1. Distraction-Free / Full Screen Writing Mode
WordPress has so many great tools to take advantage of. It can be nice to shed some of those extra layers when you need to get down to the nitty gritty of writing content. While you might not be able to turn off your neighbor’s blaring stereo, this great little toggle allows you to experience a bit more minimalism.
Do you find it easier to write with less on the screen? I’m not familiar with getting distrac—wait, what’s that? It’s sort of glittery and shiny. Off in the distance. Hm. What are you working on over there, anyhow?
2. Image Editing
The Media Gallery is where you can manage your meta data like title or alt text, but there are also added controls for doing basic media edits like scaling, cropping, and rotating images. This is perfect for those instances where you don’t need to do a full once over but just some straight-forward adjustments.
3. Just Paste That Link Right In
When you’re in Visual Mode within the post editor, you can select any text and paste to make the selected text a link. It doesn’t replace the text itself, just adds it in as a link. This also works via the paste keyboard shortcut of Command-V or Ctrl-V.
4. Author Biography
No need to create extra custom fields to cover this content for your different users or authors. To edit the author profile go to Users > Your Profile to add this content to the user.
To access this content in a custom theme, utilize the_author_meta
if you want to just display it or get_the_author_meta
if you need to return and do something. And there’s quite a few ways to harness your author meta-data, should you so choose!
5. Show off your CodePen Creations
Don’t just put a text link to that beautiful CodePen you created, embed it on your blog for all to see! You can do this via oEmbed by dropping the link like so into your text editor and watching it transform.
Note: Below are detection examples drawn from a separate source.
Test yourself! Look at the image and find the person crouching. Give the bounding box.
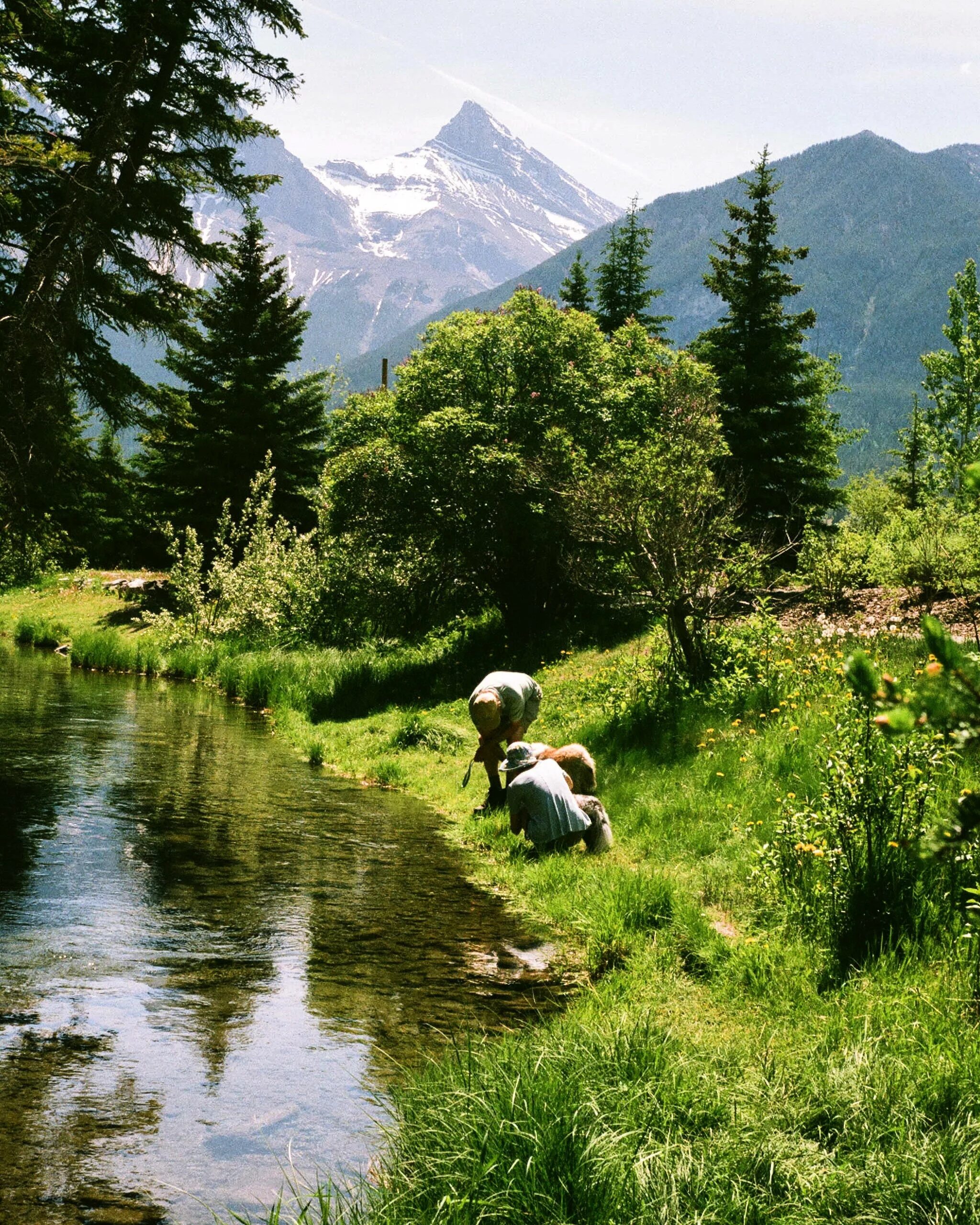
[503,741,612,855]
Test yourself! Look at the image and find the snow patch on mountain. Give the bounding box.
[169,101,620,365]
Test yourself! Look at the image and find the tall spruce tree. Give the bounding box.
[0,0,301,544]
[920,260,980,501]
[595,197,674,337]
[692,149,845,543]
[558,247,591,311]
[142,211,333,539]
[888,393,938,511]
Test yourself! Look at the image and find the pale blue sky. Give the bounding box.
[258,0,980,203]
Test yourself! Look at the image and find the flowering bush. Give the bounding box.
[756,699,954,969]
[157,463,320,644]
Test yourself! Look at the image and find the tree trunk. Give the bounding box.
[667,600,711,685]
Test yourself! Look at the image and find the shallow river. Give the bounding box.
[0,644,563,1225]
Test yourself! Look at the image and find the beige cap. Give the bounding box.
[469,690,501,735]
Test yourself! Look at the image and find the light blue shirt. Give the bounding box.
[507,760,591,849]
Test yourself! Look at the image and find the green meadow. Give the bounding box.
[0,592,980,1225]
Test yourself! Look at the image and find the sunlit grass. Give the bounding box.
[8,578,980,1225]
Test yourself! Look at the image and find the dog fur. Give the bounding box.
[530,743,595,795]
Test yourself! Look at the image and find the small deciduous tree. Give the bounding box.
[595,199,672,337]
[324,290,717,658]
[566,340,753,684]
[921,260,980,501]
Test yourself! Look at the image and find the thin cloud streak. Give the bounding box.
[297,0,654,186]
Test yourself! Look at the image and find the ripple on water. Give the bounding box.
[0,652,558,1225]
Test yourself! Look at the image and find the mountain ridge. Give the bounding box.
[346,130,980,464]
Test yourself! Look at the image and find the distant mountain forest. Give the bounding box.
[344,132,980,472]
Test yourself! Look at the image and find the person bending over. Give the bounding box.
[469,673,542,809]
[503,741,612,855]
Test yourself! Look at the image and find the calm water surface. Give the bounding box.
[0,646,555,1225]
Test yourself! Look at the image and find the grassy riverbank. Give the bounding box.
[0,578,980,1225]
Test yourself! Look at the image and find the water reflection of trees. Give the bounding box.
[0,1030,167,1225]
[0,641,558,1186]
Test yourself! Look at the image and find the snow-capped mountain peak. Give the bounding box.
[180,101,620,361]
[313,101,619,263]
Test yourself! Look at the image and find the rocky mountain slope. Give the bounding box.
[346,132,980,467]
[184,101,620,364]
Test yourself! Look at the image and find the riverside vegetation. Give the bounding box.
[1,585,980,1223]
[0,14,980,1210]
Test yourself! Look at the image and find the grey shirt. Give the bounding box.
[469,673,542,728]
[507,760,591,849]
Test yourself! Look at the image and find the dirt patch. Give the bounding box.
[773,587,980,646]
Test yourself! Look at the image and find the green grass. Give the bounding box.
[8,578,980,1225]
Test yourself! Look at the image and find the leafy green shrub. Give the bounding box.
[390,712,464,753]
[869,502,980,607]
[846,472,903,537]
[163,463,320,646]
[798,521,871,604]
[757,702,957,970]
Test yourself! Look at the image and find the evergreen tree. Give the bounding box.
[75,423,144,568]
[558,247,591,311]
[0,0,301,541]
[888,394,936,511]
[692,149,845,541]
[142,211,332,539]
[921,260,980,497]
[595,197,674,337]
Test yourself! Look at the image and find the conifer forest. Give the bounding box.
[0,0,980,1225]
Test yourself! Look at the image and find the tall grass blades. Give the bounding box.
[759,701,965,970]
[13,613,70,651]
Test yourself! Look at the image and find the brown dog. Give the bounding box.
[530,743,595,795]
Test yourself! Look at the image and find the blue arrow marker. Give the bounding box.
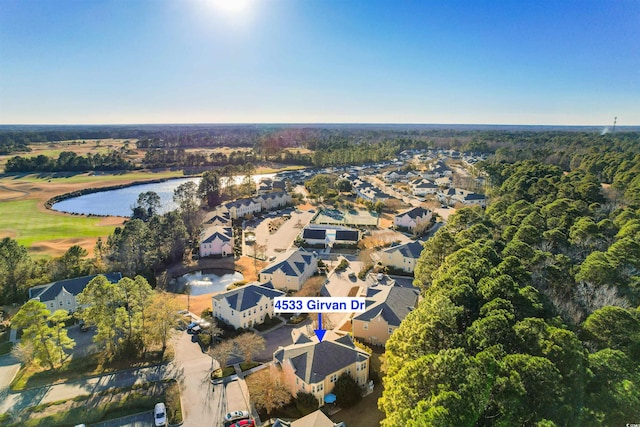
[314,313,327,342]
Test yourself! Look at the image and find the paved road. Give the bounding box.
[0,365,174,414]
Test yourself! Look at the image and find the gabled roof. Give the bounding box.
[260,249,314,277]
[273,333,369,384]
[200,227,233,243]
[382,241,424,259]
[302,228,327,240]
[354,286,420,326]
[396,207,429,219]
[213,282,284,311]
[29,273,122,302]
[336,230,359,242]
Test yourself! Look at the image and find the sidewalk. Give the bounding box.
[0,364,175,414]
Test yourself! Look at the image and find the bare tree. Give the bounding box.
[247,369,292,415]
[11,341,34,366]
[209,341,234,371]
[233,332,265,363]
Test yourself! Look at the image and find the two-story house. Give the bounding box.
[374,241,423,273]
[29,273,122,313]
[200,226,233,257]
[352,286,420,346]
[393,207,432,231]
[272,331,369,405]
[259,249,318,291]
[211,282,284,329]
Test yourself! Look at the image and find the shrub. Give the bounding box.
[295,391,318,416]
[333,372,362,408]
[336,258,349,271]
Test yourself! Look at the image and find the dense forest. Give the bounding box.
[379,150,640,426]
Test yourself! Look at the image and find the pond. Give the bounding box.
[52,174,275,217]
[174,271,244,296]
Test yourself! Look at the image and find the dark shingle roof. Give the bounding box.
[396,207,429,219]
[395,241,424,259]
[302,228,327,240]
[355,286,420,326]
[213,283,284,311]
[29,273,122,302]
[336,230,358,242]
[202,227,233,243]
[260,250,313,277]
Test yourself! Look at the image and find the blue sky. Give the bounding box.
[0,0,640,125]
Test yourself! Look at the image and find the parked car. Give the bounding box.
[224,411,249,421]
[153,402,167,427]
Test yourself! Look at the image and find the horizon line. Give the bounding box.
[0,122,640,128]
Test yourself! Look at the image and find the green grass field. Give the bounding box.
[0,200,114,248]
[0,171,184,185]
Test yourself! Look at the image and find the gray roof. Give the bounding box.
[274,335,369,384]
[202,227,233,243]
[396,207,429,219]
[383,241,424,259]
[355,286,420,326]
[213,282,284,311]
[29,273,122,302]
[260,249,315,277]
[302,228,327,240]
[336,230,359,242]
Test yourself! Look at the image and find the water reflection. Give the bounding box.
[175,271,244,296]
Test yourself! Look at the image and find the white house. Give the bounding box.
[225,199,262,219]
[260,249,318,291]
[200,226,233,257]
[211,282,284,329]
[411,179,438,196]
[393,207,432,231]
[29,273,122,313]
[375,241,423,273]
[351,286,420,346]
[253,191,291,211]
[271,330,369,405]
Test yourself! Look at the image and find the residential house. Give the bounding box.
[200,226,233,257]
[393,207,432,231]
[253,191,291,211]
[272,331,369,405]
[225,199,262,219]
[352,285,420,346]
[211,282,284,329]
[302,224,360,247]
[437,187,487,208]
[411,179,438,196]
[272,409,347,427]
[203,210,231,227]
[29,273,122,313]
[374,241,423,273]
[302,226,327,246]
[260,249,318,291]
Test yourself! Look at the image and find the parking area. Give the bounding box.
[254,319,313,362]
[242,208,314,260]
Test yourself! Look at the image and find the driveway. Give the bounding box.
[242,209,314,259]
[254,319,311,362]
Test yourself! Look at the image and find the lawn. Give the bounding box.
[5,380,182,427]
[0,199,114,248]
[11,348,174,391]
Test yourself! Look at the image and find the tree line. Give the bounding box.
[4,151,136,173]
[379,159,640,426]
[12,275,179,370]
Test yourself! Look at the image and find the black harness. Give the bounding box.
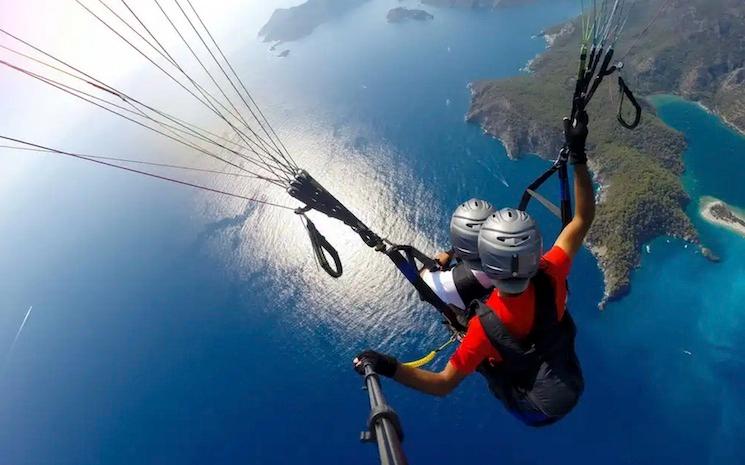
[451,262,493,306]
[472,271,584,426]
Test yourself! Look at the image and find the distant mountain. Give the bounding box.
[468,0,745,306]
[386,7,435,23]
[259,0,369,42]
[421,0,536,8]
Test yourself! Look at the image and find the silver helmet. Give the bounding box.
[450,199,496,268]
[479,208,543,294]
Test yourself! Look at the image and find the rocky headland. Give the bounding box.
[259,0,369,43]
[699,197,745,237]
[467,0,745,306]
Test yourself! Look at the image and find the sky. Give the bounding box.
[0,0,301,203]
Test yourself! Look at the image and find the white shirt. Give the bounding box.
[422,264,494,308]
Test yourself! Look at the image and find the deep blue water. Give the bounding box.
[0,1,745,465]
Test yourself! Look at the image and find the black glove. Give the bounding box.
[564,111,590,165]
[353,350,398,378]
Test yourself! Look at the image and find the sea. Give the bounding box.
[0,0,745,465]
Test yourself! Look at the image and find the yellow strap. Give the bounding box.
[402,350,437,368]
[402,335,456,368]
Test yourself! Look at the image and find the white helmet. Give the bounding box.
[450,199,496,269]
[478,208,543,294]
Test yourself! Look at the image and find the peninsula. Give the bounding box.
[467,0,745,307]
[699,197,745,237]
[386,6,435,23]
[259,0,369,43]
[421,0,536,8]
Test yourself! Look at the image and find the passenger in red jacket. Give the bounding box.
[354,113,595,426]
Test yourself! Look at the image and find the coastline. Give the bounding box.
[698,196,745,238]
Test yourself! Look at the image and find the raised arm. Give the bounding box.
[555,112,595,258]
[353,350,466,396]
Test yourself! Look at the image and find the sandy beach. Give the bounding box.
[699,197,745,237]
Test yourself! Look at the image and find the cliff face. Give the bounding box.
[467,0,745,304]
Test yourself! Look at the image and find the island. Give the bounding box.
[467,0,745,308]
[699,197,745,237]
[386,6,435,23]
[259,0,369,45]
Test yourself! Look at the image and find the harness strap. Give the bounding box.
[476,270,558,365]
[452,262,489,306]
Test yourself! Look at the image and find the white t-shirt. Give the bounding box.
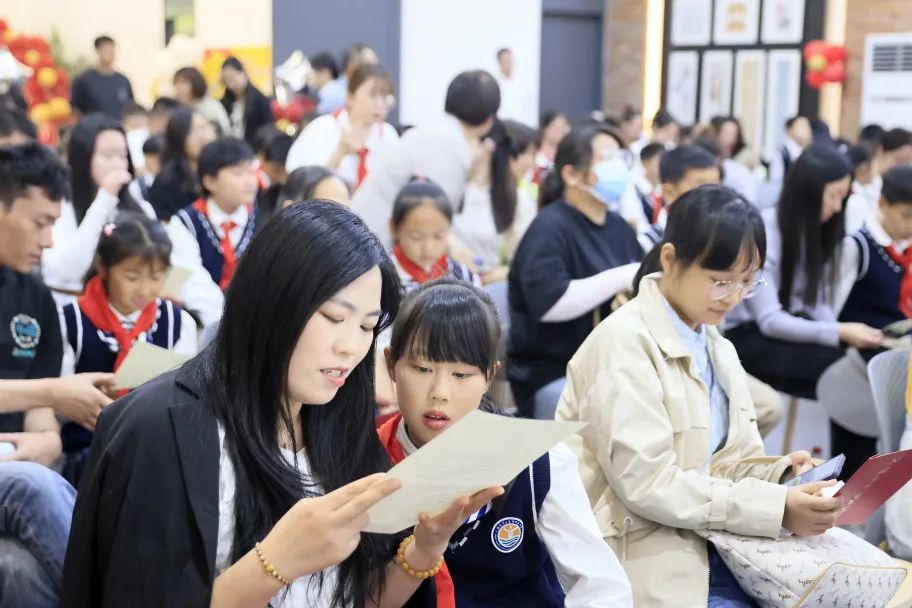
[285,110,399,186]
[215,424,338,608]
Which built-in WordPress features do you think get stuck in the corner where no one appreciates them?
Hello;
Thanks for this article, i never knew of No.3 however its not possible to open links in new tab and also nofollow it.
@Allison Useful article. Thanks 🙂
I’ve a question. When i paste some links from WordPress sites in post editor (Visual mode) it starts displaying like the image in no 5 above. This is frustrating to me as it consumes too much space. Could you suggest something to make this default behavior go away?
As a workaround i use pre tags and put the link between them but can i use some code snippet or something else to stop this?
You’re welcome!
If you’re posting links from WordPress.com sites, they are also supported via oEmbed (https://developer.wordpress.com/docs/oembed-provider-api/) similar to the Codepen example above.
Offhand, I don’t have any suggestions that counteract the default behaviour of this feature. You could maybe fiddle with with the Query string parameters for img_size but that could potentially trickle down into other functionality.